Pirelli caught himself in mid-sentence and stole a glance at Ambassador Ravenel, who gazed at the two younger men with an expression of benign tolerance. He suggested by an expansive sweep of the hand that they seat themselves

“But I see I’m already getting ahead of myself. Maybe it would be better if Ambassador Ravenel explains how this whole project got off the ground.”

Lukash murmured his assent.

The ambassador cleared his throat. “Since the November elections,” he began ponderously, as if reading prepared testimony before the Senate Foreign Relations Committee, “the White House and the National Security Council have been taking a closer look at Lebanon in the context of the Middle East Peace Process. I cannot claim to have been privy to those deliberations, and I would be less than candid if I did not add that I have serious reservations about some of the conclusions that have been reached. Nonetheless, for the present, the new administration seems intent on taking a different approach toward Lebanon and to focus greater attention on the Christian side of the equation here.
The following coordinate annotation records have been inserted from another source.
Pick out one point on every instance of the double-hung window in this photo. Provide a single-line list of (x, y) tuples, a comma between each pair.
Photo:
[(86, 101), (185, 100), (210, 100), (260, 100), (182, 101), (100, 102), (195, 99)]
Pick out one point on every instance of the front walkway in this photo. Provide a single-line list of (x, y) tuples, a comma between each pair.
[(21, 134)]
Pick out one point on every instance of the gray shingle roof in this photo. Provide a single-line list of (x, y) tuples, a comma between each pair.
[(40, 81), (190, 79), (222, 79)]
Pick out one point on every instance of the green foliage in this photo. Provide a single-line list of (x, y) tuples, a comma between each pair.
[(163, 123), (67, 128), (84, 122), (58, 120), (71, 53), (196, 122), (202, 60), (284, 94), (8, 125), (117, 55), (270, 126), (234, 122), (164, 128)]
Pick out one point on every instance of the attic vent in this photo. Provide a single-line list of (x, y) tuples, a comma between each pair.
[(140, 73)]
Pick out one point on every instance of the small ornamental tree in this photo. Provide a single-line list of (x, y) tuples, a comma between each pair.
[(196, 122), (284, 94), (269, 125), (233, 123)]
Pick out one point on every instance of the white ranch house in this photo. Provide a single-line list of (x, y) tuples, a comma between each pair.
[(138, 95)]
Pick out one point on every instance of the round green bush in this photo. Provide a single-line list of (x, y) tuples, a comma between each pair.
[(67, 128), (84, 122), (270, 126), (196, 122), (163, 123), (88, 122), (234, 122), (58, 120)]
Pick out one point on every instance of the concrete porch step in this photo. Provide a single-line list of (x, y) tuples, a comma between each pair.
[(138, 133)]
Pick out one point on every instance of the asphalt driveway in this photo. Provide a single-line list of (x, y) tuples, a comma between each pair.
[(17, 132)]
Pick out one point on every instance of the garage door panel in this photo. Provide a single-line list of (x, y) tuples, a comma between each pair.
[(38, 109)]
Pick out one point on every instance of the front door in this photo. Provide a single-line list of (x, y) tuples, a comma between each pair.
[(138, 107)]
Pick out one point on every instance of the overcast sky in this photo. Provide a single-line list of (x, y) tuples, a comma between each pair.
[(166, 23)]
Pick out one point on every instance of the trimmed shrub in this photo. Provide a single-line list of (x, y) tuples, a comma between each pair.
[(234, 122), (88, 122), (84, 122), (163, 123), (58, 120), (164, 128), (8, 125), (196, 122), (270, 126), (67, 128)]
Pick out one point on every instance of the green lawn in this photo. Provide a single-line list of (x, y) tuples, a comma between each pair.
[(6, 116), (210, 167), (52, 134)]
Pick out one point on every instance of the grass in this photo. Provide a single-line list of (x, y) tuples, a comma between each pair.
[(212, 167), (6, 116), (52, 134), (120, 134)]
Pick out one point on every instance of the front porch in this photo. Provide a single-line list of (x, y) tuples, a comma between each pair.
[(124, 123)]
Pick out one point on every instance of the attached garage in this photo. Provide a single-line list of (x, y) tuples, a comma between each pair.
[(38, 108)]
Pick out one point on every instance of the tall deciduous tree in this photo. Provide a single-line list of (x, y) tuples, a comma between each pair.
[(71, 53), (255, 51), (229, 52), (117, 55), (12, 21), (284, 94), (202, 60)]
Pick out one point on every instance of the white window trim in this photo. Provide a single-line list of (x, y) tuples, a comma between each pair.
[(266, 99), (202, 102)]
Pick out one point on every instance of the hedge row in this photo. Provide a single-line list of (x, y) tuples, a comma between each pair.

“There is a perception in certain circles of the new administration that, if properly nurtured, the leaders of the Phalange Party might be coaxed—perhaps bribed is a better word—into taking a more moderate position toward their Muslim countrymen. The hope in these circles is that a newly unified Lebanese state might be forged out of the remnants of the old one, which appears close to collapse. The foundation of the new Lebanese state would rest upon substantial political concessions toward the non-Christian elements—along with economic and military guarantees for the Christians, of course. The obvious drawback of such a scheme is that Syria would likely come to play a leading role in the new Lebanese state; thirty thousand Syrian occupation troops would give Damascus a very strong voice at any form of Lebanese constitutional convention.